At the CPI, our mission is to put psychological flexibility in the water supply. This is one of the reasons why we are passionate about making ACT as simple as possible. This way, everybody has a chance to get it. We use what we call the “simple words” approach. In this blog, I’ll explain what the simple words approach means in the context of psychological or organizational interventions.
As committed therapists, coaches or organizational psychologists, most of us have put many years learning and researching the approaches we use. In so doing, we came across many different concepts. For those of us using the Acceptance and Commitment Therapy (or Training) approach, it means we’ll have become passionate about processes such as acceptance, committed action, defusion, mindfulness, compassion and such like. After understanding and experiencing how powerful these processes can be, it is only natural that we may want to transmit them. However, people who are stuck or looking to optimize their functioning aren’t looking for concepts, they need skills. The best way to impart these skills is rarely to talk about them in conceptual terms.
With my clients
If you practice ACT and have ever attempted talking to your clients about acceptance, you’ve likely experienced that no sooner have you pronounced the word acceptance, you have to explain what acceptance isn’t. It happened to me when I wrote my first book about ACT, a self-help book in French.
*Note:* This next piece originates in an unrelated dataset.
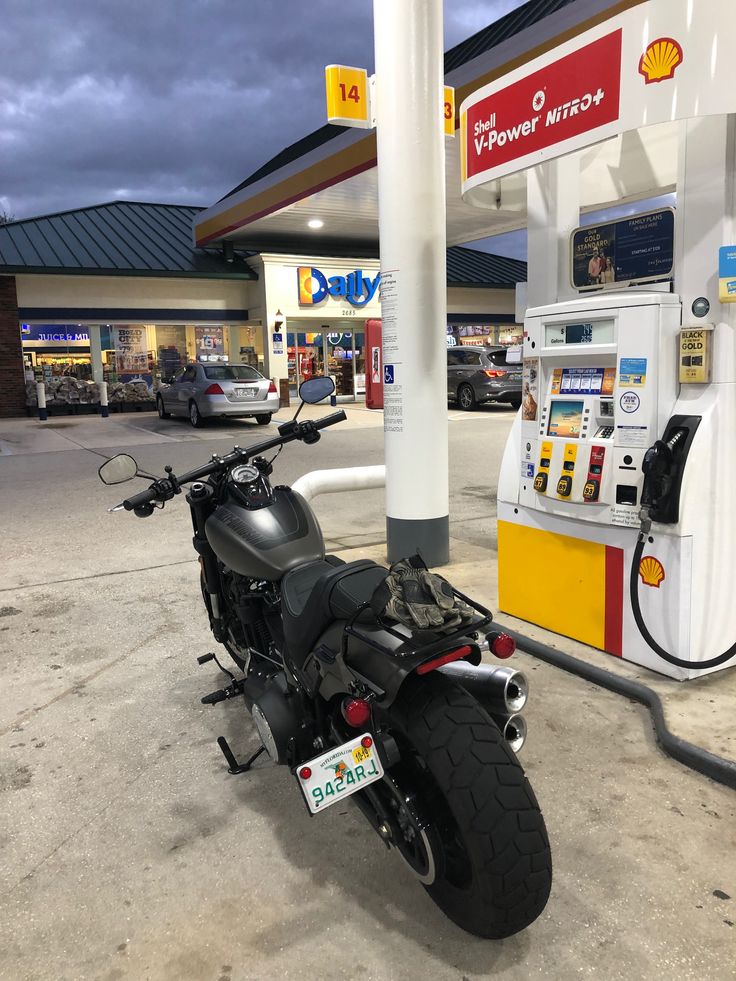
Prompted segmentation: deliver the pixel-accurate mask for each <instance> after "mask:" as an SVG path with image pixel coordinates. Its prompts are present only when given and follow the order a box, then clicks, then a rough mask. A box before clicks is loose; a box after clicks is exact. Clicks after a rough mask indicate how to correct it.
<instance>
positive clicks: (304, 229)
mask: <svg viewBox="0 0 736 981" xmlns="http://www.w3.org/2000/svg"><path fill="white" fill-rule="evenodd" d="M643 2H644V0H623V2H621V0H619V2H617V3H612V2H610V0H531V2H530V3H527V4H525V5H524V6H522V7H520V8H519V9H518V10H516V11H513V12H512V13H510V14H508V15H507V16H506V17H503V18H501V20H499V21H497V22H496V23H495V24H492V25H490V26H489V27H488V28H486V29H485V30H484V31H481V32H479V33H478V34H476V35H474V36H473V37H471V38H469V39H468V40H467V41H465V42H463V43H462V44H460V45H458V46H457V47H456V48H453V49H452V50H451V51H448V52H447V53H446V55H445V82H446V84H447V85H452V86H454V88H455V90H456V97H455V99H456V105H457V106H459V105H460V104H461V102H463V100H465V99H466V98H468V97H469V96H470V95H471V94H473V93H474V92H476V91H477V90H478V89H480V88H482V87H484V86H489V87H492V83H493V82H494V81H496V80H498V79H501V78H503V77H504V76H506V75H508V74H509V73H510V72H513V71H515V70H517V69H521V70H522V71H521V72H520V74H523V67H524V66H525V65H526V64H527V63H528V62H530V61H532V60H533V59H536V58H539V57H540V55H543V54H544V53H545V52H547V51H551V50H552V49H554V48H557V47H558V46H559V45H561V44H564V43H565V42H568V41H572V42H573V45H574V39H575V38H576V37H577V36H578V35H580V34H582V33H583V32H585V31H588V30H591V28H595V27H596V26H597V25H599V24H603V23H604V22H605V21H606V20H607V19H609V18H610V17H612V16H614V15H615V14H619V13H621V12H622V11H624V10H627V9H629V8H634V7H637V6H640V5H641V4H642V3H643ZM677 133H678V130H677V123H676V122H669V121H665V122H661V123H660V124H659V125H655V126H646V127H645V128H642V129H634V130H631V131H629V132H625V133H623V134H618V135H615V136H613V137H611V138H609V139H605V140H603V141H602V142H599V143H597V144H596V145H594V146H591V147H588V148H587V149H585V150H584V151H583V152H582V153H581V159H580V210H581V212H582V213H585V212H589V211H593V210H597V209H599V208H603V207H606V206H609V205H621V204H624V203H627V202H633V201H637V200H642V199H646V198H649V197H652V196H655V195H657V194H662V193H667V192H670V191H673V190H674V187H675V182H676V167H677ZM458 135H459V134H458ZM460 145H461V140H460V139H457V138H455V139H452V138H446V140H445V149H446V201H447V244H448V245H459V244H462V243H467V242H472V241H474V240H476V239H479V238H484V237H487V236H490V235H496V234H500V233H502V232H507V231H512V230H515V229H519V228H524V227H525V226H526V174H525V173H524V172H520V173H515V174H511V175H508V176H504V177H503V178H501V179H499V180H498V181H497V182H495V183H494V185H493V186H492V188H491V190H490V192H489V191H488V189H487V188H486V193H485V201H484V202H483V203H484V205H485V207H483V208H479V207H476V206H473V205H471V204H469V203H466V202H465V201H463V199H462V196H461V182H462V176H461V159H460V158H461V153H460ZM476 204H477V202H476ZM313 219H319V220H320V221H322V222H323V223H324V224H323V226H322V227H321V228H320V229H319V230H318V231H313V230H311V229H310V228H309V227H308V225H307V222H308V221H310V220H313ZM194 230H195V239H196V243H197V245H199V246H204V245H213V244H217V243H222V242H225V241H232V242H233V243H234V244H235V245H237V246H238V247H241V248H249V249H254V250H259V251H266V250H272V251H280V250H283V249H288V248H292V247H293V245H294V243H295V241H298V242H300V243H301V242H304V241H308V242H309V251H310V252H312V253H314V254H320V253H322V254H338V253H340V252H342V253H346V252H351V253H352V254H361V255H369V254H376V253H377V251H378V189H377V172H376V137H375V133H373V132H366V131H365V130H359V129H348V128H346V127H341V126H329V125H328V126H325V127H323V128H322V129H320V130H317V131H316V132H315V133H312V134H311V135H309V136H307V137H305V138H304V139H302V140H300V141H299V142H297V143H295V144H294V145H293V146H291V147H288V148H287V149H285V150H284V151H282V153H280V154H278V155H277V156H276V157H274V158H273V160H271V161H270V162H269V163H267V164H266V165H264V167H262V168H261V169H260V170H259V171H257V172H256V173H255V174H253V175H252V176H251V177H250V178H248V179H247V180H245V181H244V182H243V183H242V184H241V185H239V186H238V187H237V188H235V189H234V190H233V191H231V192H230V193H229V194H228V195H226V196H225V197H224V198H223V199H222V200H221V201H218V202H217V203H216V204H214V205H213V206H212V207H211V208H208V209H207V210H205V211H203V212H202V213H201V214H200V215H199V216H198V219H197V221H196V222H195V225H194Z"/></svg>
Over time, I have found that it is much more effective to drop most conceptual talk and use everyday language and metaphors. By doing that, it’s much easier to reach people and get them to consider a new point of view. The ACT Matrix is an ideal way to do this. With the matrix we talk of “toward moves”, actions that are done to move toward who or what is important to us rather than talking about committed actions congruent with values.
We also talk of “away moves” actions that are done to move away from (or under the control of) what we don’t want to feel or think rather than experiential avoidance. We invite clients to notice the difference between toward moves and away moves and to observe the difference between 5 senses experience and inner experience, rather than to be mindful. Thus, we refer to getting hooked rather than to cognitive fusion. We use homely metaphors such as we use an image of kittens to train self-compassion and of teleportation to train perspective-taking.
By deliberately eschewing fancy words, we seek to connect with folks in their most quotidian language. It helps us adopt a position of radical equality with our clients and increases our ability to sip some psychological flexibility in their water supply. Oh, and what is psychological flexibility in simple words? It’s choosing to do what’s important to us, even in the presence of obstacles.